La región Lambayeque tiene un lugar muy especial en el aspecto histórico del Peru; es sin duda la zona que guarda la mayor cantidad de restos arqueológicos visibles (muchos continuan siendo saqueados por las mafias organziadas), pero su belleza y la historia que aguardan animan a mantener la esperanza de que el patrimonio aun existente pueda salvarse. Los edificios de adobe que aún continuan levantados ahí son un huella de las civilizaciones extraodinarias que la habitaron, y tesoros salvados como el del señor de Sipán muestran obras de precioso detalle que sólo reafirman el gran desarrollo que los peruanos alcanzaron antes de la llegada de los españoles en el s.XVI.

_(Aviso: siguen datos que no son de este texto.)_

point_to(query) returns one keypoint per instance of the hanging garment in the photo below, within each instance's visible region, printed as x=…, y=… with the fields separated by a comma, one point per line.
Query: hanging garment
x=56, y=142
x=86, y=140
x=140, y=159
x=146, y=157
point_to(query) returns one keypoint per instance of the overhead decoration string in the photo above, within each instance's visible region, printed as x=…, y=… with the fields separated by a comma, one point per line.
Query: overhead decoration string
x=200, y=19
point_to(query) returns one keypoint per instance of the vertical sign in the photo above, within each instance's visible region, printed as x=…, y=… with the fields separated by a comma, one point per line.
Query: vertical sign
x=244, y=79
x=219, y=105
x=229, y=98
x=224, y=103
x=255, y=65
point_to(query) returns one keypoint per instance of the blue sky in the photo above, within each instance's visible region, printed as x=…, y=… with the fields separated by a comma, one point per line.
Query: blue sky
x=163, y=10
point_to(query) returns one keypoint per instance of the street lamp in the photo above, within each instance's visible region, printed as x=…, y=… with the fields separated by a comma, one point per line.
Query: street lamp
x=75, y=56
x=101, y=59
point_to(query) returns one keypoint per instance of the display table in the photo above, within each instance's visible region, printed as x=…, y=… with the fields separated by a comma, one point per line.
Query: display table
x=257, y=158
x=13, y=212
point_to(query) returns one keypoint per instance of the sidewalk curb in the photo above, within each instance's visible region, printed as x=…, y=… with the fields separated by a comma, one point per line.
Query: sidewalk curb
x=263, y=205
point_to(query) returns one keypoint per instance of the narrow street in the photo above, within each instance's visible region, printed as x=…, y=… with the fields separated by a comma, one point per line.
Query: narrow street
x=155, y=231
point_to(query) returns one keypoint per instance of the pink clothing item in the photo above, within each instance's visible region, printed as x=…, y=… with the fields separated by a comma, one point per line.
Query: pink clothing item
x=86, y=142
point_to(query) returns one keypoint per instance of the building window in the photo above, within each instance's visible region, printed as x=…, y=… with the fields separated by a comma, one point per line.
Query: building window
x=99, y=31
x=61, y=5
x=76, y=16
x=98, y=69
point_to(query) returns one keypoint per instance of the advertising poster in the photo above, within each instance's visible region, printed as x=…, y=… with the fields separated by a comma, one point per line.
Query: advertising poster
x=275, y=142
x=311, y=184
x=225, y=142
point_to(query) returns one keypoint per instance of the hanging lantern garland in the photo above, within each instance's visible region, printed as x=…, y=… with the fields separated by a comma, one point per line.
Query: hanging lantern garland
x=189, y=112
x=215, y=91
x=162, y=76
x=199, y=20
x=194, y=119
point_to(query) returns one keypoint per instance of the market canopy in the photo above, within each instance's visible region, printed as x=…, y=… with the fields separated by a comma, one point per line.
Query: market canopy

La ciudad de Chiclayo, capital de esta región hierve de tanto movimiento (y del calor ambiental proipio de su ubicación tan al norte), ahí la industria azucarera prosigue su crecimiento (Pomalca) y en general la actividad que se observa en sus calles y zona industrial animan mucho a cualquier peruano.
Considero que luego del Cusco, Chiclayo posee el mayor atractivo para quienes gustamos de observar y conocer el pasado histórico de las civilizaciones de antiguos peruanos. El museo Tumbas Reales es espectacular y posee completa información para conocer un pedazo de la cultura Mochica, y si uno es atento, podrá conocer que los descubrimientos de los últimos años reescriben actualmente la historia de nuestro país con culturas poco mencionadas antes como la Cupisnique o Lambayeque (o Sicán).

En fin, nuestra historia tiene aún mucho por contar y desenterrar. No se pierdan una visita a estos lugares, sin duda quedarán tan enamorados del Perú como lo he estado siempre yo.

¡¡Un buen año 2009 para todos, y que nuevos caminos se abran ante ustedes!!